W latach 50. ubiegłego stulecia propozycje Butenki wydawały się nader śmiałe, rzec by można awangardowe. W sposób zdecydowany odbiegały od propozycji, także przecież niejednokrotnie bardzo oryginalnych, innych polskich artystów zajmujących się ilustracją (Janusz Stanny, Józef Wilkoń, Adam Kilian, Jan Lenica, Henryk Tomaszewski, Jan Młodożeniec, by wymienić tylko kilka nazwisk z plejady utalentowanych twórców). Syntetyczny, dowcipny rysunek, charakteryzujący się wysokim stopniem abstrakcji, uruchamiający nieprzebrane zasoby wyobraźni, został jednak w pełni zaakceptowany przez dzieci. Z myślą o nich był wszak tworzony najczęściej. Wdzięcznymi odbiorcami okazali się szczególnie 10-15-letni chłopcy, odnajdujący siebie i swoje pomysły wśród sympatycznie łobuzerskich bohaterów książek ilustrowanych przez Butenkę. Pewnie także dlatego, iż, jak stwierdziła jego młodsza koleżanka po fachu, Elżbieta Murawska, (Butenko) czerpie z poetyki podwórek i płotów.2 I właśnie to „dziecko” tkwiące w wielu z nas przysporzyło mu zastępów wielbicieli również wśród dorosłych czytelników.

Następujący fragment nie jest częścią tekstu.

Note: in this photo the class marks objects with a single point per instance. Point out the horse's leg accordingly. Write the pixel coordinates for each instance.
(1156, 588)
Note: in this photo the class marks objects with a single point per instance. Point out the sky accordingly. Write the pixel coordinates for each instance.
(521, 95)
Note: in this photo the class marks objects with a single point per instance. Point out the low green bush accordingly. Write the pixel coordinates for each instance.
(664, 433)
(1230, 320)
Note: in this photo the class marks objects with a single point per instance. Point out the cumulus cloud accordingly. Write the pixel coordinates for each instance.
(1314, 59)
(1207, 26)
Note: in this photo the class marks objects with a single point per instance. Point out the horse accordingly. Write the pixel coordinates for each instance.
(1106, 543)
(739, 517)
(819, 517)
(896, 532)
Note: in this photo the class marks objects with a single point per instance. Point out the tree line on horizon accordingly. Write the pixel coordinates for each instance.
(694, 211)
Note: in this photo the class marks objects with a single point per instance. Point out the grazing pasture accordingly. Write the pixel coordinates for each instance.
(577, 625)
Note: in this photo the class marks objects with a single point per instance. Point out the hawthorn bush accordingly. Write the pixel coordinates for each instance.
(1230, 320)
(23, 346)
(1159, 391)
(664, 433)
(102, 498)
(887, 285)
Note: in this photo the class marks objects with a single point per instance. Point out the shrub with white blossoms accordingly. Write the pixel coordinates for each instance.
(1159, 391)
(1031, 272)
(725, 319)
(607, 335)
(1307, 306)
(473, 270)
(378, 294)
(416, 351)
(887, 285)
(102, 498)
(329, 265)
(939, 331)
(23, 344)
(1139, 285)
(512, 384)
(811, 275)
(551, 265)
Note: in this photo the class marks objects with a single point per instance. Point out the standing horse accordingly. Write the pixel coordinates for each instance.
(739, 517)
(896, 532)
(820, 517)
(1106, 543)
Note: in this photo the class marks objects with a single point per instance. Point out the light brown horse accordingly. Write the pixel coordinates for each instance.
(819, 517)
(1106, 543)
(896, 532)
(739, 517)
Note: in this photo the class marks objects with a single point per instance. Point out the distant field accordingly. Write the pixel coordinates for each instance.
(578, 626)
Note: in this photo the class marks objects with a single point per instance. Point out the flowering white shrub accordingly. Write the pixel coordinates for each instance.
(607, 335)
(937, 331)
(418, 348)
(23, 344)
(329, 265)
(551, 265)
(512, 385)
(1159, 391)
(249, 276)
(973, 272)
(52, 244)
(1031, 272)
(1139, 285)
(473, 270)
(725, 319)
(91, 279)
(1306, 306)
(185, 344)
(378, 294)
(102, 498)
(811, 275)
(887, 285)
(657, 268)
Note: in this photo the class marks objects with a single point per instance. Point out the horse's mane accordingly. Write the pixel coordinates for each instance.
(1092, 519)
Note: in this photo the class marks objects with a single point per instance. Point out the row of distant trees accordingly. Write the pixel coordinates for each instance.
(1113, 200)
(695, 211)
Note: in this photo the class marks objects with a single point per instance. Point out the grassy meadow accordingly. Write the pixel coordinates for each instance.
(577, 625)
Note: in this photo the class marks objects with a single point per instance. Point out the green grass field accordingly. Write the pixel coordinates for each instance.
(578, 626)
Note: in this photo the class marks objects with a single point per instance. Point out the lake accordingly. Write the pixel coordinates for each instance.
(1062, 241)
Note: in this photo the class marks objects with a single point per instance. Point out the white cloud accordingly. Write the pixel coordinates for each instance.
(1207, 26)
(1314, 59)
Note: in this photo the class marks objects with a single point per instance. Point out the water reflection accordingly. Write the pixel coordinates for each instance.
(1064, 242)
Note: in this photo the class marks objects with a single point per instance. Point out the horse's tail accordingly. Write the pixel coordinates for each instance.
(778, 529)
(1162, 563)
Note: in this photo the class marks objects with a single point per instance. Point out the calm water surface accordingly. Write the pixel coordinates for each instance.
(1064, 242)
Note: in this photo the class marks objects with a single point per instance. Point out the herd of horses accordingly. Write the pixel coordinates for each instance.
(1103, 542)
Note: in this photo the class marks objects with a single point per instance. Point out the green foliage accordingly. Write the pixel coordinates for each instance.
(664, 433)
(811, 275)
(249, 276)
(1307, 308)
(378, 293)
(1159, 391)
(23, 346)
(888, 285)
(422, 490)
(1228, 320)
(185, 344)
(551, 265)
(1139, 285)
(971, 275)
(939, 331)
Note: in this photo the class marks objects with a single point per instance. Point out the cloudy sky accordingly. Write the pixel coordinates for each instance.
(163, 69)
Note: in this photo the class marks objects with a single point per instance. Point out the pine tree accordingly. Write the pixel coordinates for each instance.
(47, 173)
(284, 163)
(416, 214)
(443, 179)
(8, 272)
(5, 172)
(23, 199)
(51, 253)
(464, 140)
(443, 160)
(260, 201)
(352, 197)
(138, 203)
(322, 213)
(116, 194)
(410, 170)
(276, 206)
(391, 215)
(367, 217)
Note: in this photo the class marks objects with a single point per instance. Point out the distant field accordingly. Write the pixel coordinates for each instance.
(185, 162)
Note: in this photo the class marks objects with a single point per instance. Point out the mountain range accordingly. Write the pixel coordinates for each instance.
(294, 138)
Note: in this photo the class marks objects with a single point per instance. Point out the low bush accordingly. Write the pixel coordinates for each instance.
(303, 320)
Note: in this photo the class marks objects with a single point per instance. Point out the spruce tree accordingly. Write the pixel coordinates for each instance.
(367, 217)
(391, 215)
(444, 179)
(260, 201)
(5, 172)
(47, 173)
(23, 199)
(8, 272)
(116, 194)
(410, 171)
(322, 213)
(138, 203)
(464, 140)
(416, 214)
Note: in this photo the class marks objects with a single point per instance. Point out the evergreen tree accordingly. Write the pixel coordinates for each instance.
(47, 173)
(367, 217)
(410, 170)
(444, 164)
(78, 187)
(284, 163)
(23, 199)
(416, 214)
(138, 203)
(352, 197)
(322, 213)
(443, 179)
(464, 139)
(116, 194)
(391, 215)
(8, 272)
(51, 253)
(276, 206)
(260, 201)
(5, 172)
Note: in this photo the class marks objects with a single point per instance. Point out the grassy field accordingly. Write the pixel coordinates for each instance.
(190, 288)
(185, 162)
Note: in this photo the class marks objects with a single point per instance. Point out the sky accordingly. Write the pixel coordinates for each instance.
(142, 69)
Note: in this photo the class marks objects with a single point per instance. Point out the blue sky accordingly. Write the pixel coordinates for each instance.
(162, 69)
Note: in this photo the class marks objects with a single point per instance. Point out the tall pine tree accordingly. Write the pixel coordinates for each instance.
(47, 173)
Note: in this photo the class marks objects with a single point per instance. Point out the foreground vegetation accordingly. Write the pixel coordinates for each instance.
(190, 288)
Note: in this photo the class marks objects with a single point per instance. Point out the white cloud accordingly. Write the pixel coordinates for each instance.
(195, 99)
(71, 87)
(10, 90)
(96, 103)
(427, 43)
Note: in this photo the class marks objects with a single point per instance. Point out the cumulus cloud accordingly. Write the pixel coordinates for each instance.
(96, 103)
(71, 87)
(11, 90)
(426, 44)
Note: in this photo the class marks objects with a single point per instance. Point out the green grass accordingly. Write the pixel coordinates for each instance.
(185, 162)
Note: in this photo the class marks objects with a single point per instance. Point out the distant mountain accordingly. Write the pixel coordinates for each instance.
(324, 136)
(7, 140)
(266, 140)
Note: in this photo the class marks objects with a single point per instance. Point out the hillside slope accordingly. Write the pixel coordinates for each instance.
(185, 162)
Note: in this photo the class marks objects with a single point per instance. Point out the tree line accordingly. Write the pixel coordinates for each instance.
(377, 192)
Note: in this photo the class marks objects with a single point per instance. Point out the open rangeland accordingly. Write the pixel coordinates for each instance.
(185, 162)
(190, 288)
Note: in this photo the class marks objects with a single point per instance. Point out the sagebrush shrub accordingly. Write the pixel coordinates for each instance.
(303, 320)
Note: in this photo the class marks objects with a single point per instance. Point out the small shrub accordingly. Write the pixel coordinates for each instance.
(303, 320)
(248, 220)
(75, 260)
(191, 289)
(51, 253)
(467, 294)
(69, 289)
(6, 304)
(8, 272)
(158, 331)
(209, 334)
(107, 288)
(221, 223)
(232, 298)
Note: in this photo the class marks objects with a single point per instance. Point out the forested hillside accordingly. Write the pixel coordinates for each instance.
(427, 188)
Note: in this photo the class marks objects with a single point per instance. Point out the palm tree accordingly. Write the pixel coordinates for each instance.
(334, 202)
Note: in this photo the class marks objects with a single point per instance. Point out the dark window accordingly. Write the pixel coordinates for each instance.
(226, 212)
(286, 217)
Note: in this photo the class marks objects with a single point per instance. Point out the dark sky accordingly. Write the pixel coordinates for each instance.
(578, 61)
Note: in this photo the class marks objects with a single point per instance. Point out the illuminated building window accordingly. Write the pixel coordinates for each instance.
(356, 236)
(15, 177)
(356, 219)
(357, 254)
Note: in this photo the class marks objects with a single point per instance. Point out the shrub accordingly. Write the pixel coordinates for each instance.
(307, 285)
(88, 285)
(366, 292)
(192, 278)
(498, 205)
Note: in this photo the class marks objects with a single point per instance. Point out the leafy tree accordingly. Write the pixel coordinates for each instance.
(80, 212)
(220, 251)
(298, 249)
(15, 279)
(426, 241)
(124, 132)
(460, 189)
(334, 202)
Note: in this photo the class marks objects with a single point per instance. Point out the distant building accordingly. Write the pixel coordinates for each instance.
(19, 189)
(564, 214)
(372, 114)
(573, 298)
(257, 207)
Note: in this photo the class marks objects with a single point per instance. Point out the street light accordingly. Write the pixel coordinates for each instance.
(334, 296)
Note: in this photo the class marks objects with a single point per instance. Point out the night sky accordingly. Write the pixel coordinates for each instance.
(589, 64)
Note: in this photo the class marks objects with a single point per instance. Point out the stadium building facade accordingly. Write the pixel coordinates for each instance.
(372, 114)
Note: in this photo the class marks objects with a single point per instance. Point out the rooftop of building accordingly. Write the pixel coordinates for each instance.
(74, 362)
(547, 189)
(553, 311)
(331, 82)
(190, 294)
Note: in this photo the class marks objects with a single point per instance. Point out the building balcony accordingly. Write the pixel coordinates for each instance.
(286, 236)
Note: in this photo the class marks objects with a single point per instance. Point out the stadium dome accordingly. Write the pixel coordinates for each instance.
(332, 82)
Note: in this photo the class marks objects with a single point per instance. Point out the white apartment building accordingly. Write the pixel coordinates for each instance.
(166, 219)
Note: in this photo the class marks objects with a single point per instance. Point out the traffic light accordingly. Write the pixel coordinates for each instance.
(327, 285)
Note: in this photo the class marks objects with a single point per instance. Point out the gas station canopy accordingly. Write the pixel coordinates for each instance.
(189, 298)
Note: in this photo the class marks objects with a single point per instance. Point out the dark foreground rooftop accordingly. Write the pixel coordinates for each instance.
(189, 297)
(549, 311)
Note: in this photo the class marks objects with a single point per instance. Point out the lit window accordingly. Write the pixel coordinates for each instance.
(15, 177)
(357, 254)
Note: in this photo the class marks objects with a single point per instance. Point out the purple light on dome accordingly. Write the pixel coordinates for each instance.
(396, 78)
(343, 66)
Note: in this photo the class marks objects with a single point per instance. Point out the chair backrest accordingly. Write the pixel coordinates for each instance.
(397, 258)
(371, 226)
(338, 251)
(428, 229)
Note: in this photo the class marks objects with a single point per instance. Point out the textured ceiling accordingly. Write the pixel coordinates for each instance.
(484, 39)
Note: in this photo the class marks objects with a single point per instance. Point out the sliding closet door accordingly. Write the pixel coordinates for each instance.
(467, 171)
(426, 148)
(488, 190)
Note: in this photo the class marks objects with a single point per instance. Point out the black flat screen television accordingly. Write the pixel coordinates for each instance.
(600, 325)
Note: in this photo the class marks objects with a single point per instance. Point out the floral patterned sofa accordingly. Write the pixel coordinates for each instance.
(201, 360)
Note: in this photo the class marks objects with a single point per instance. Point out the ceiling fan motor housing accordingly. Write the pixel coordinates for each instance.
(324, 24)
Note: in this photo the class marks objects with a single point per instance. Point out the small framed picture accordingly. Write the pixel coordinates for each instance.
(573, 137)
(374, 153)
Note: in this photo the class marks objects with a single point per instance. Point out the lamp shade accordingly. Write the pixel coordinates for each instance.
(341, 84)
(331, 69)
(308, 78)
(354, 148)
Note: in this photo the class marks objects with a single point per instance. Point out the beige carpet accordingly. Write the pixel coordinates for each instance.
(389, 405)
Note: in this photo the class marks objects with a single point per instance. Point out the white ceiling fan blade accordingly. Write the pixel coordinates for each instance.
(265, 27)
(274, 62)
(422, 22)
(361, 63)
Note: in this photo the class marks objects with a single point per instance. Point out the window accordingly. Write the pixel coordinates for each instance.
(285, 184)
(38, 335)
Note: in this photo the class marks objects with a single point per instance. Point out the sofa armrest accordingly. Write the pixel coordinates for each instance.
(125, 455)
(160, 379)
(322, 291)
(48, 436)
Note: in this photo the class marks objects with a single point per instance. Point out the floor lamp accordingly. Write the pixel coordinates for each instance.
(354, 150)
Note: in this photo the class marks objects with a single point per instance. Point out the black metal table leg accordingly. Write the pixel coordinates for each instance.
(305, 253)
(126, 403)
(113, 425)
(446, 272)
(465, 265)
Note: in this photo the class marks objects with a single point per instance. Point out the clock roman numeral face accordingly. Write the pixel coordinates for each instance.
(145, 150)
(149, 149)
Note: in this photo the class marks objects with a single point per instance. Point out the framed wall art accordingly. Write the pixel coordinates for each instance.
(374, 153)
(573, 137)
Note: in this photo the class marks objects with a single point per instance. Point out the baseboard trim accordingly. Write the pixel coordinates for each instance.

Bohdana Butenkę często, jakże trafnie, obdarzano mianem „architekta książki”.3 U źródeł tego określenia leży przede wszystkim jego konsekwencja w całościowym opracowywaniu woluminu. Artysta jest grafikiem wszędobylskim. Obok ilustracji, okładki, obwoluty oraz wyklejek zajmuje go układ kolumn tekstu, krój, wielkość i kolor czcionki (które doskonale pomagają wyodrębnić pojawiające się w tekście liczne wątki, np. w Cyryl, gdzie jesteś? lub pory doby w Stacji Nigdy W Życiu Joanny Kulmowej [1966]), pagina (Akademia pana Kleksa Jana Brzechwy [1990], Cześć, tato! Józefa Ratajczaka [2007]), a nawet kolofon (przybierający formę labiryntu w Dongu, co ma świecący nos, postać awiza w Przygodach detektywa Konopki lub planszy telewizyjnej w serii Biblioteka Violinka [wydawana przez „Ruch” od 1962]). Uwagę poświęca szmuctytułowi, stronie tytułowej, spisowi treści, tytułom rozdziałów, podpisom, inicjałom, winietom, przerywnikom i finalikom, nadając im niezmiennie intrygujący kształt, zachęcając do tropienia ich w nierzadko opasłych tomach. Nie czyni rozróżnienia między „frontem” (reprezentacyjne strony tytułowe) a „zapleczem” publikacji (strony ze stopką redakcyjną i innymi informacjami technicznymi). To myślenie o książce jako o spójnej całości najlepiej charakteryzuje wypowiedź samego artysty: Mam swoją teorię na temat książki – to jest całość, robi się ją jak sweter. Jak się zaczyna z jednej strony i dalej ciągnie, to już nie można później ze środka nic wyrzucać.4 Jako przykład mogłyby tu posłużyć praktycznie wszystkie opracowane przez niego graficznie tytuły (choć Butenko „rozdokazywał się” z czasem na tym polu), ale wymieńmy choćby motyw ogona zapętlającego się od pierwszej do ostatniej strony Wzoru na diabelski ogon Agnieszki Osieckiej [1974]. Zdarzyło mu się też zaprojektować książkę „na opak”, którą w połowie trzeba było odwrócić, bo tekst mielibyśmy od końca i do góry nogami (Chłopak na opak wydany łącznie z Raz, gdy chciałem być szlachetnym Hanny Ożogowskiej [1975]). Czasem ingerował w samą substancję książki, ordynując drukarniom wycinanie dziurek od klucza w kartach wszystkich egzemplarzy nakładu Kanaponów, co w trudnych dla polskiej poligrafii czasach opóźniło do pewnego stopnia wydanie tytułu. Niekonwencjonalne pomysły dotyczące typografii udawało mu się forsować dzięki znajomości technicznej strony projektu i wiedzy nabytej w trakcie praktyki dyplomowej odbytej w drukarni jeszcze w czasach studiów.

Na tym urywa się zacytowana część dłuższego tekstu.